Пока я преодолевал оставшиеся ступеньки, она встала и, косолапя — вывернув ступни на внешний рант так, что подошвы ее могли лицезреть друг дружку, принялась рассматривать собственную обувь:
— Мама опять загуляла. Я не могу попасть домой...
— Врешь ведь.
— Я вообще никогда не вру, — сообщила Милена и, подумав, добавила: — Я фантазирую...
— Иди домой, — сказал я.
— Ладно, — вздохнула она. — Я погуляю по улицам до утра, а утром пойду в школу. Но если меня кто-то изнасилует — это будет на вашей совести...
* * *
Пока Милена плескалась в ванной, таможенник В. К. Заремба устроил досмотр ее сумочке. Как я и ожидал, в ней среди прочего оказались ключи от квартиры (какой, конечно, неизвестно, но догадаться несложно).
Я лежал в кровати и читал книгу, когда появилась Милена в халатике с полотенцем, тюрбаном обмотанным вокруг головы.
— Ой, а вы починили раскладушку...
Показалось ли мне, или все же в подтексте кроме основной окраски — удивления, прозвучало и чуть-чуть разочарования?
— Как видишь. А теперь объясни, пожалуйста, если ты не можешь попасть домой, откуда у тебя взялся с собой домашний халатик?
Вместо ответа Милена издала несколько звуков вкупе со вздохом, что-то вроде: «А... так... ну... вот...», но на самом деле куда более неартикулированных. Потом, когда свет уже был потушен, с раскладушки донеслось:
— А вы не спите?
— Нет.
— А вы, ну, починили раскладушку потому, что знали, что я приду?
— Скажем так, знал, что сегодня твоя мама опять загуляет. Она очень даже миленько рассмеялась:
— Ну, что вы всё хотите уличить меня во лжи? И в сумочке моей рылись, чтоб посмотреть, есть там ключи от квартиры или нет...
Эта девочка начинала меня пугать. С ее сумочкой я обошелся так аккуратно, что заметить следы инспекции было невозможно. Да она после ванны к стулу, на котором лежала ее сумочка, и не подходила... Значит, на пушку берет.

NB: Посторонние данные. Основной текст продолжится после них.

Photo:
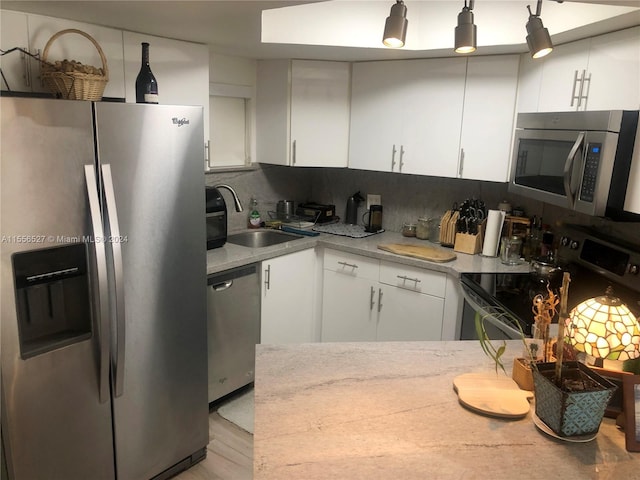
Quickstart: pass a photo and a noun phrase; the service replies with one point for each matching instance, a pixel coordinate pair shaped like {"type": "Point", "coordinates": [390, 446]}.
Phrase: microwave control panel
{"type": "Point", "coordinates": [590, 176]}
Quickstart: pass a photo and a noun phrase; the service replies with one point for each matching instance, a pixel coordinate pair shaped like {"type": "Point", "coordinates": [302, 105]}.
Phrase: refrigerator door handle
{"type": "Point", "coordinates": [115, 240]}
{"type": "Point", "coordinates": [102, 310]}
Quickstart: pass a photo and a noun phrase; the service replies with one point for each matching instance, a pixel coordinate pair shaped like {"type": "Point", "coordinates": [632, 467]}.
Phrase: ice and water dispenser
{"type": "Point", "coordinates": [52, 298]}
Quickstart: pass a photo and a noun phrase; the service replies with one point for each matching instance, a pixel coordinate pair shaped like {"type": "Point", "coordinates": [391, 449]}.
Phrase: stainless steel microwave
{"type": "Point", "coordinates": [576, 160]}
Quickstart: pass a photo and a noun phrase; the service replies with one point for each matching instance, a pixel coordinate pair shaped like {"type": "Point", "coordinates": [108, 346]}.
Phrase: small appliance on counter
{"type": "Point", "coordinates": [351, 214]}
{"type": "Point", "coordinates": [216, 214]}
{"type": "Point", "coordinates": [318, 212]}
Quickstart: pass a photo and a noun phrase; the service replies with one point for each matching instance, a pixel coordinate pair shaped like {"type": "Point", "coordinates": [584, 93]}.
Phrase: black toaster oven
{"type": "Point", "coordinates": [216, 215]}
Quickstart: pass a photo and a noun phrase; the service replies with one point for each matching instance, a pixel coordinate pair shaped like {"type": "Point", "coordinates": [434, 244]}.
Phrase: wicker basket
{"type": "Point", "coordinates": [74, 85]}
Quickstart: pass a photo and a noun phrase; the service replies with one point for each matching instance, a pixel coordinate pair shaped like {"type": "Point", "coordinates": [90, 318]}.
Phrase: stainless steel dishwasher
{"type": "Point", "coordinates": [233, 328]}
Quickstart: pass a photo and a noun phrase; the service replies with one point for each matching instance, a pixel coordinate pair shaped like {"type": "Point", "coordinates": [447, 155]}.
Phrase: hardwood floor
{"type": "Point", "coordinates": [229, 453]}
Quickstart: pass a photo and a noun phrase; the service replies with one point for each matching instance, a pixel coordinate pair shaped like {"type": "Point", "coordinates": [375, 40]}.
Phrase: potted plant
{"type": "Point", "coordinates": [570, 399]}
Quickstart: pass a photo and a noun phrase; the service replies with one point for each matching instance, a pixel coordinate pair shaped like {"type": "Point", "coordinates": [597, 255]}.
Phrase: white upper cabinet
{"type": "Point", "coordinates": [599, 73]}
{"type": "Point", "coordinates": [614, 65]}
{"type": "Point", "coordinates": [487, 121]}
{"type": "Point", "coordinates": [406, 116]}
{"type": "Point", "coordinates": [302, 113]}
{"type": "Point", "coordinates": [71, 46]}
{"type": "Point", "coordinates": [15, 66]}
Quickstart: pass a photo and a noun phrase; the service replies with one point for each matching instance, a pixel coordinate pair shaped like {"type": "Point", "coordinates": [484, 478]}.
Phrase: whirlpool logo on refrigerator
{"type": "Point", "coordinates": [180, 121]}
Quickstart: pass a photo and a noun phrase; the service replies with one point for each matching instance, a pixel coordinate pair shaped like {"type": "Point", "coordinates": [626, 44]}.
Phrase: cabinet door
{"type": "Point", "coordinates": [431, 94]}
{"type": "Point", "coordinates": [14, 65]}
{"type": "Point", "coordinates": [376, 116]}
{"type": "Point", "coordinates": [614, 66]}
{"type": "Point", "coordinates": [349, 308]}
{"type": "Point", "coordinates": [72, 46]}
{"type": "Point", "coordinates": [319, 113]}
{"type": "Point", "coordinates": [559, 69]}
{"type": "Point", "coordinates": [181, 69]}
{"type": "Point", "coordinates": [487, 121]}
{"type": "Point", "coordinates": [272, 112]}
{"type": "Point", "coordinates": [288, 298]}
{"type": "Point", "coordinates": [406, 315]}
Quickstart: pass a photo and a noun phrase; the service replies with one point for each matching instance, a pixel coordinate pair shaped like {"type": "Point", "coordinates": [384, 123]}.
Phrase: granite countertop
{"type": "Point", "coordinates": [388, 411]}
{"type": "Point", "coordinates": [230, 255]}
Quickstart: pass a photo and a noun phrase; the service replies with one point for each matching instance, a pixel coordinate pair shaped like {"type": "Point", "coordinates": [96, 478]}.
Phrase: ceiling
{"type": "Point", "coordinates": [234, 27]}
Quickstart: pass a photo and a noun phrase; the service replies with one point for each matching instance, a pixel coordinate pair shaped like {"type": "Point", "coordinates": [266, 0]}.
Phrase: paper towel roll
{"type": "Point", "coordinates": [495, 219]}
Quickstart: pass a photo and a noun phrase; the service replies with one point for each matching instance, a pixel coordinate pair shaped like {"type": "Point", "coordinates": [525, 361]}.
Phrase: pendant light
{"type": "Point", "coordinates": [538, 38]}
{"type": "Point", "coordinates": [395, 28]}
{"type": "Point", "coordinates": [466, 31]}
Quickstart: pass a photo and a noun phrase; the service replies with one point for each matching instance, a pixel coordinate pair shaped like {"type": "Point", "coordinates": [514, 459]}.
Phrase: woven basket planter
{"type": "Point", "coordinates": [75, 85]}
{"type": "Point", "coordinates": [572, 413]}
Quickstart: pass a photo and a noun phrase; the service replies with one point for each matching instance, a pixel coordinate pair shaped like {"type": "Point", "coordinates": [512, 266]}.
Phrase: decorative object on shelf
{"type": "Point", "coordinates": [395, 27]}
{"type": "Point", "coordinates": [631, 394]}
{"type": "Point", "coordinates": [570, 398]}
{"type": "Point", "coordinates": [70, 79]}
{"type": "Point", "coordinates": [146, 83]}
{"type": "Point", "coordinates": [466, 31]}
{"type": "Point", "coordinates": [604, 328]}
{"type": "Point", "coordinates": [538, 38]}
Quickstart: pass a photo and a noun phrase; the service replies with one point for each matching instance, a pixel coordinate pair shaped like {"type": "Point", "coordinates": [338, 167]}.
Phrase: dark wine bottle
{"type": "Point", "coordinates": [146, 84]}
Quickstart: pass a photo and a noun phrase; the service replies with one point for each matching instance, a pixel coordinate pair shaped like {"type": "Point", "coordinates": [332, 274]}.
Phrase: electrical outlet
{"type": "Point", "coordinates": [373, 200]}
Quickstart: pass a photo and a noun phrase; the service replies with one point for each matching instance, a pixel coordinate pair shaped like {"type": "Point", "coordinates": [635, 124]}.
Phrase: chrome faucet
{"type": "Point", "coordinates": [236, 200]}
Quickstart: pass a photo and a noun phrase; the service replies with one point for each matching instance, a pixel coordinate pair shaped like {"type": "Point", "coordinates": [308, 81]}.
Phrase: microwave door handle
{"type": "Point", "coordinates": [568, 168]}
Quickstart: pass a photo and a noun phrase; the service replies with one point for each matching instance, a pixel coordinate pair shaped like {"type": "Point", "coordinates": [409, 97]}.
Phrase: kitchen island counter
{"type": "Point", "coordinates": [388, 410]}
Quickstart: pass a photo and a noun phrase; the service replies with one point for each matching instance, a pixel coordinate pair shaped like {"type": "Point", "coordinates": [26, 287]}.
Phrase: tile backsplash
{"type": "Point", "coordinates": [405, 198]}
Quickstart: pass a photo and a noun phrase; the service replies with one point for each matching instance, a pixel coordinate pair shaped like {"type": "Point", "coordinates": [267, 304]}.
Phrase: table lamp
{"type": "Point", "coordinates": [604, 328]}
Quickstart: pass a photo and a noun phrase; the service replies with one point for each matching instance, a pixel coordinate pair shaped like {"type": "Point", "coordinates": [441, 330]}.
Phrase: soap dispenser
{"type": "Point", "coordinates": [351, 216]}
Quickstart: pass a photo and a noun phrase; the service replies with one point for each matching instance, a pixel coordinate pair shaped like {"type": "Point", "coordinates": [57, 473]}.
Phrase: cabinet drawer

Ловко.
Пока я все это обдумывал, она добавила со вздохом:
— А может, девушка просто влюбилась в вас... А вы нет чтобы догадаться, так начинаете прищучивать ее — лживая, врешь, такая-сякая...
То, что Милена барышня не простая, я уже к тому времени понял.
* * *
На стенде «Их разыскивает милиция» я изучал фоторобот мужчины, очень похожего на меня, только в бесшабашном варианте, когда в коридоре появилась Милена и плюхнулась на стул рядом со мной. Ерзая, устроилась поудобнее. Лейтенант, сопровождавшая ее, скрылась в кабинете.